In my opinion, the main advantage over existing results such as [Recht et al, Hogwild: A Lock-Free Approach to Parallelizing Stochastic Gradient Descent] and [Duchi et al, Estimation, Optimization, and Parallelism when Data is Sparse] is the type of performance bound. While the bounds in the cited papers are mainly concerned with sparsity of the data, the bound in Theorem 1 is a generic regret bound of the order O(\sqrt{T}) for the convex case and O(\log T) for the strongly convex case. This is clearly related to delayed feedback results in prediction with expert advice. The asymptotic behaviour of the regret bound for HedgeHog! is also O(\sqrt{T}). There is also an advantage in the required conditions. The paper considers the case of convex (rather than strictly convex) target function in combination with a generic convex (rather than box-shaped) domain. All these conditions are well-known in the theory of gradient decent algorithms (and discussed at length in [Bottou et al, Optimization Methods for Large-Scale Machine Learning]), but not in the theory of asynchronous algorithms. The result of [Recht et al, Hogwild: A Lock-Free Approach to Parallelizing Stochastic Gradient Descent] on asynchronous algorithms is limited to strictly convex functions and the result of [Duchi et al, Estimation, Optimization, and Parallelism when Data is Sparse] to box-shaped domains.

Reviewer 3

Post feedback: 1. thanks, this clarifies the speed up confusion.
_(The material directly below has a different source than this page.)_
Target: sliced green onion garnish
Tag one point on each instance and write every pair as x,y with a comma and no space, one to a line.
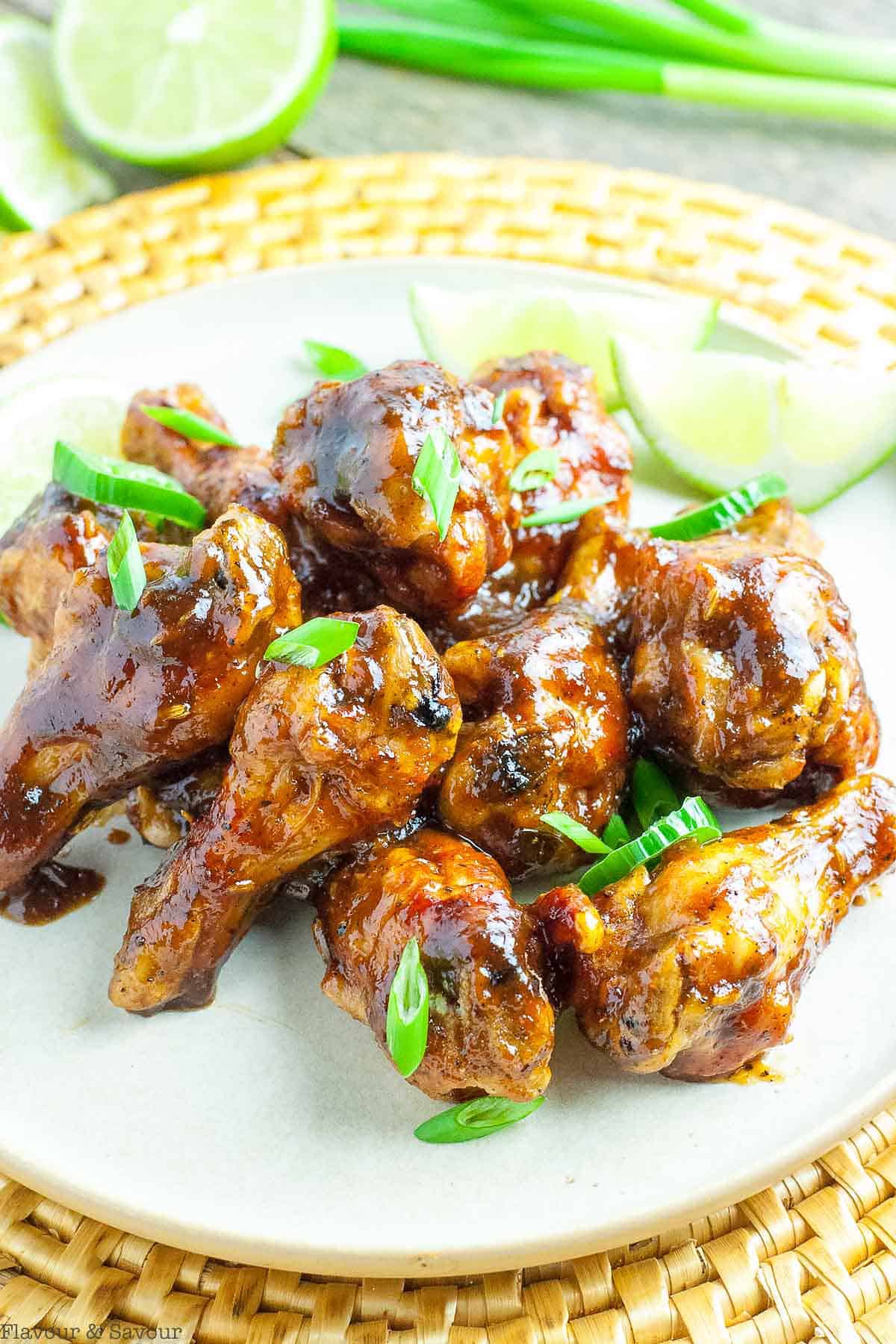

So, you want the factor p^*\tau^* to be not too large, both by ensuring high sparsity and by having a small enough number of parallel processors that \tau^* does not blow up. 2. Got it, but this does limit the usability of the algorithm to a narrower class of problems that adhere to p^*<1. I don't recall too many practical examples of this in standard machine / deep learning. 3. I think you may be missing a \mu in your expression, it should be f+\phi - \frac {\mu} 2 ||x||^2 ? I see what you are saying here though. Thanks for the clarification; I'm happy to raise my evaluation to 7. --------------- Originality: The authors claim a broad-framework style contribution that subsumes a lot of open or previously solved analysis cases. Clarity: The paper, while written fluently, is addressed to an audience that is well-versed with the precursor work. Key terms such as "linear speedup" seems hard to grasp for me, not being from the asynchronous optimization area (see below in "improvements"). Quality& Significance: The results sound significant in the breadth of cases covered in the analysis framework proposed by the authors. A main claim here is that the analysis allows for optimization over arbitrary convex constraint sets, while previous async optim algos required unconstrained or box-constraints only. This improvement is achieved by pushing the constraints into the prox-operator (pg 4) which is assumed to be easily solvable.